Listening Exchange: Good and Poor Listening

Being listened to helps human beings in profound ways. This video and set of guidelines will give you and your students a chance to practice active listening through an "equal listening exchange."

Being listened to helps human beings in profound ways. When we absorb someone else’s relaxed attention, we can process and regulate our emotions, think our way through challenges, and engage in areas where we are inclined to disengage. Equal listening exchanges are a tool and a process that will support students to take risks as learners, build community, and nurture everyone's ability to handle challenging emotions when they arise.

Active listening is a skill that takes practice. Specific protocols will help students learn to use it well and sustained use in various settings will teach students how to move forward when they are confronted with academic, social, and emotional challenges. This is the first of a series of videos to get you started.

The listening exchange below can be used on its own or along with Games to Nourish Community. For more on how to combine the two, check out Mini Lessons to Nourish Community.  

Lesson 1: Good and Poor Listening

Invite students to think about how they feel when someone really listens. Then create a chart together, with a list of “What we say and do when we are listening well.”  Remind students to do these things when it is their turn to listen. Regular review and conversation will make these practices automatic.

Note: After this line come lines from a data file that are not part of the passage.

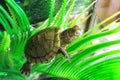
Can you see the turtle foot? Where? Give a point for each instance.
(25, 68)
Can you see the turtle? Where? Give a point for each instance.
(47, 44)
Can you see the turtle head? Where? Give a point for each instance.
(69, 35)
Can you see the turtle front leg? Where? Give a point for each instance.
(62, 50)
(26, 68)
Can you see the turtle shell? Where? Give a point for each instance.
(43, 46)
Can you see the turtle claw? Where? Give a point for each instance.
(25, 68)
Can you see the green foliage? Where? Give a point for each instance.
(17, 32)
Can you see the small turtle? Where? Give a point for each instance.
(46, 44)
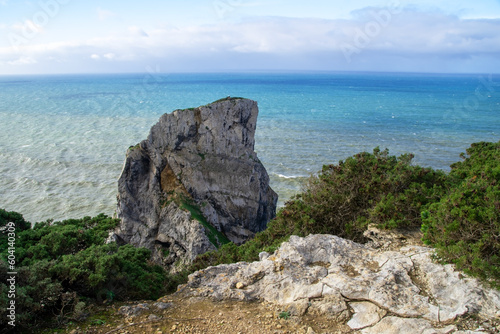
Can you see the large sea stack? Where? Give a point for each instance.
(195, 183)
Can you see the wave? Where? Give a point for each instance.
(289, 177)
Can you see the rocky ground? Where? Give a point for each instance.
(318, 284)
(176, 314)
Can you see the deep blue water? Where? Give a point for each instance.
(63, 138)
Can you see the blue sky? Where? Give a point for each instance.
(112, 36)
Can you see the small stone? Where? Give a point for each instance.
(162, 305)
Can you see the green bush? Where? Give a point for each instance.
(61, 264)
(459, 212)
(342, 200)
(464, 226)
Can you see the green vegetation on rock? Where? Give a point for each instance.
(459, 212)
(61, 266)
(464, 226)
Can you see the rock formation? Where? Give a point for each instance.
(373, 290)
(195, 183)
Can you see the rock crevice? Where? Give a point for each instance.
(195, 182)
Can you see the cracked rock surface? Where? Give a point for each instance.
(197, 167)
(373, 290)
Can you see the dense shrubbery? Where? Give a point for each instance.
(342, 199)
(464, 225)
(63, 264)
(459, 212)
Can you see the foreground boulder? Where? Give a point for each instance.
(372, 290)
(195, 183)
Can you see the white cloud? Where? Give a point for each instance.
(137, 31)
(408, 35)
(22, 61)
(27, 27)
(104, 14)
(110, 56)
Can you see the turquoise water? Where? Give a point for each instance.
(63, 138)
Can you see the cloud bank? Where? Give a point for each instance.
(374, 39)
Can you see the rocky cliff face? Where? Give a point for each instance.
(372, 290)
(195, 183)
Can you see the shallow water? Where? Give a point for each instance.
(64, 138)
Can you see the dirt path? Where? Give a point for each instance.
(204, 317)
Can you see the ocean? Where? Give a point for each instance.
(63, 138)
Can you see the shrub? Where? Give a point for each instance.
(61, 263)
(464, 225)
(342, 200)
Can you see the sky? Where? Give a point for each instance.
(117, 36)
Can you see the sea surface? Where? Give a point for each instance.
(63, 138)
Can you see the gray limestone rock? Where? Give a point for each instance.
(399, 291)
(193, 182)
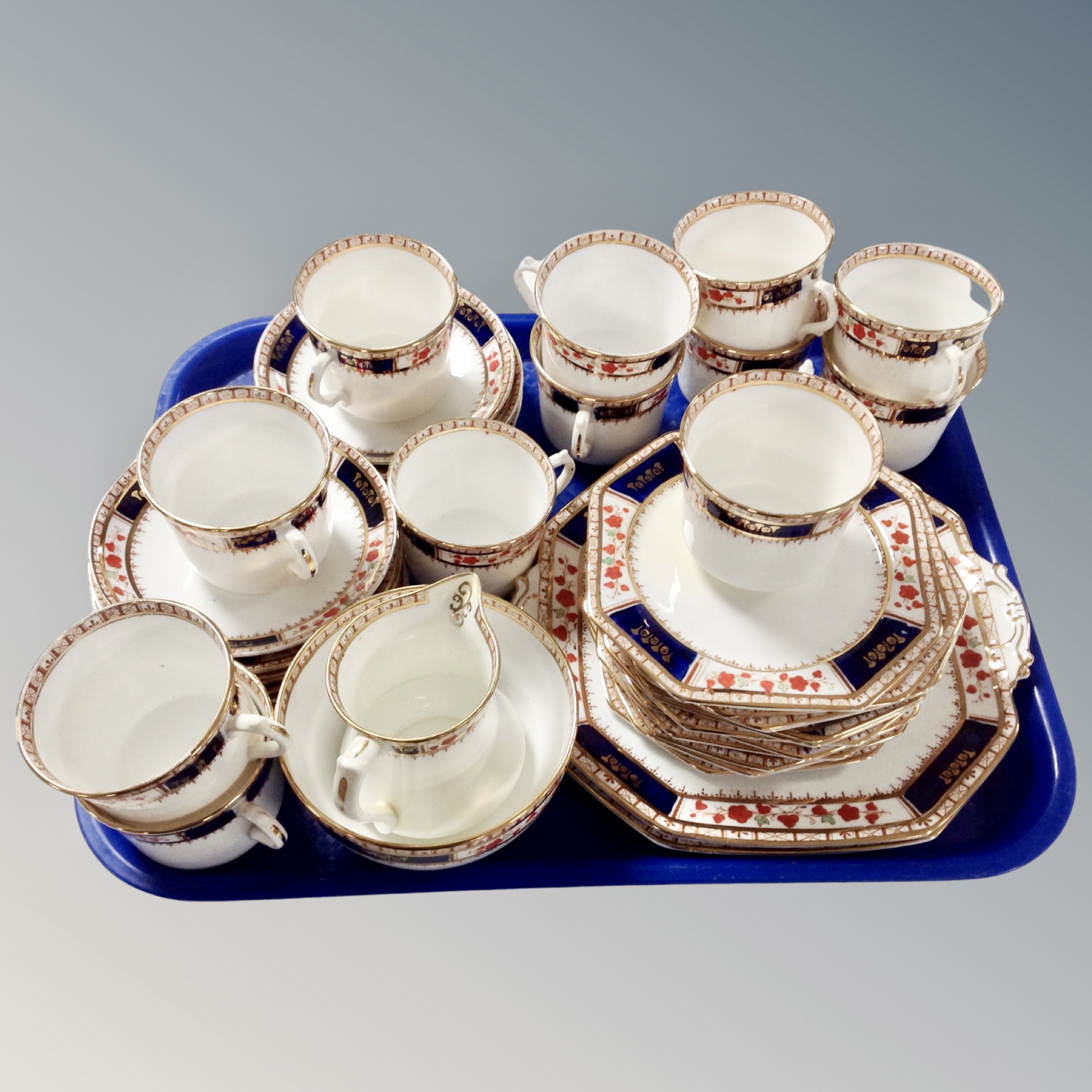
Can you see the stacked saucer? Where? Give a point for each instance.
(909, 790)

Next, watch the video below with students. In it, Morningside Center staff developer Tresa Elguera will guide you and your students in the "Listening Exchange" process. After watching it, use the process below to engage your class in a listening exchange.



Protocol for Listening Exchanges:

  • Pick how long the exchange will be. You may want to start with 1.5 minutes or 2 minutes per person.  
  • Decide who will be the speaker and who will be the listener.
  • The listener shows interest and care- paying undivided attention to the speaker for the allotted time.
  • Even if the speaker seems to run out of things to say, keep paying attention! Holding the space for one another allows our brains to keep thinking and new thoughts may arise. 
  • When the time is up, the person speaking finishes their sentence and switches their attention to the next person. It may be helpful for the teacher to keep time and send notes through break-out rooms if this is happening virtually.

Possible topic: When was a time that it was hard for you to listen?